The method of delivery of BM-MSCs may influence the healing effects observed. For instance, BM-MSCs seeded on a pullulan-collagen hydrogel scaffold accelerated healing and increased angiogenesis in a murine excisional wound model (Rustad et al. 2012). Interestingly, BM-MSCs seeded on this hydrogel expressed increased levels of VEGF and were able to differentiate into fibroblasts, endothelial cells, and pericytes, but not epithelial cells (Rustad et al. 2012). In contrast, injection of BM-MSCs after acute skin damage caused by irradiation speeds up wound healing and increases expression of growth factors such as TGF-β1 and SDF-1 in rats (Zheng et al. 2015). Lastly, one study observed increased healing rate, increased collagen fibers, increased tensile strength, and infiltration of CD68+ macrophages in mice after BM-MSCS were delivered topically via fibrin glue (Mehanna et al. 2015). Treatment of the BM-MSCs also has an effect on wound healing as BM-MSCs that undergo hypoxia pretreatment are more effective at healing in rats with diabetic hindlimb ischemia (Tong et al. 2015). Optimizing the method of delivery and the way BM-MSCs are prepared is crucial to developing effective stem cell therapies in cutaneous wound healing.
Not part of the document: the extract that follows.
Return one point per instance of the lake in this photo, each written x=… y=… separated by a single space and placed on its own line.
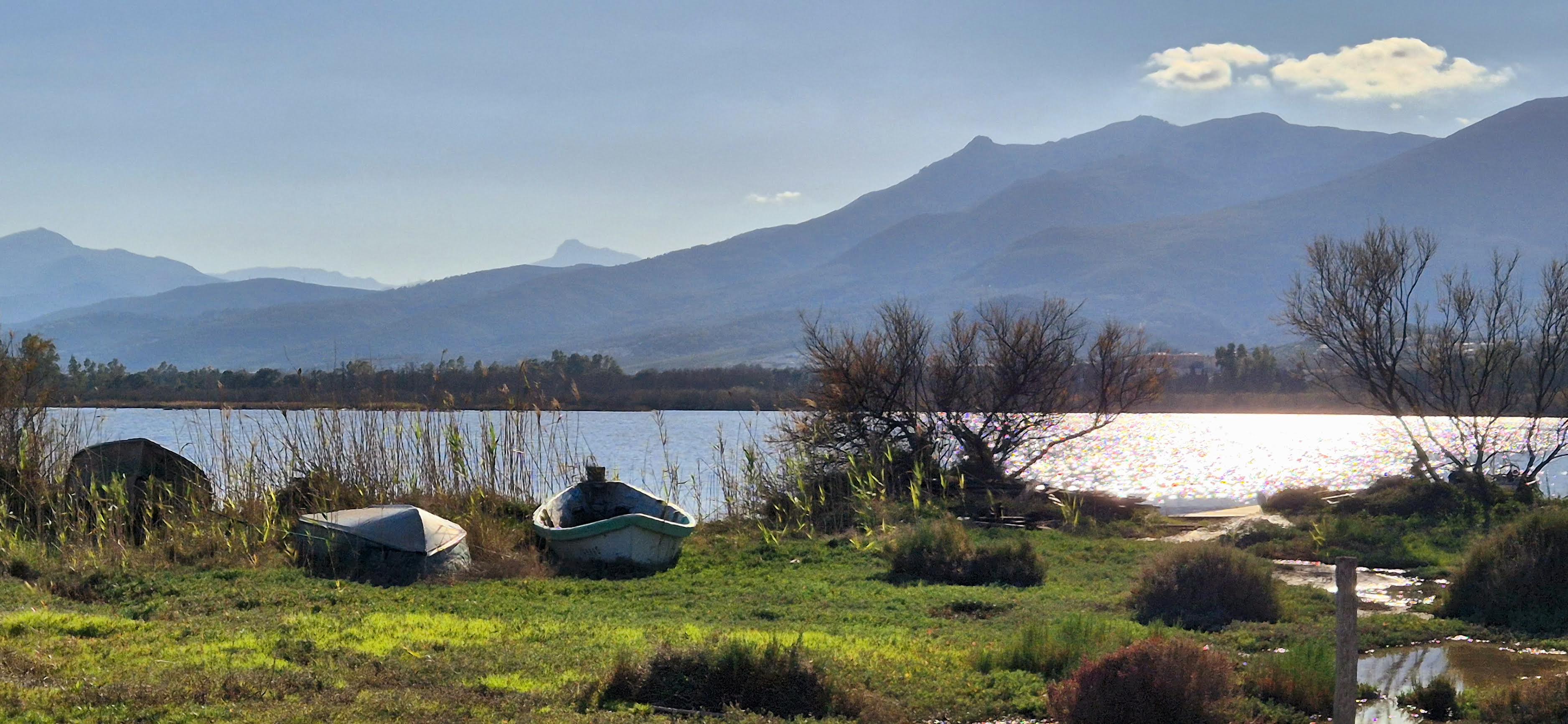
x=1181 y=461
There are no clinical studies that examine the effect of BM-MSCs in treating hypertrophic scarring and keloids; however there are a couple animal studies that demonstrate the potential of BM-MSCs in reducing fibrosis. Infusion of human MSCs significantly reduced fibrosis in a dermal fibrosis mouse model through suppression of fibroblast proliferation (Wu et al. 2015). Another study showed that local injection of human MSCs prevented hypertrophic scar formation in rabbits through regulation of the anti-inflammatory protein, TSG-6, rather than modulating fibroblast activity like in the previous study. The efficacy of BM-MSCs in treating acute and complex wounds and the associated mechanisms need to be further explored.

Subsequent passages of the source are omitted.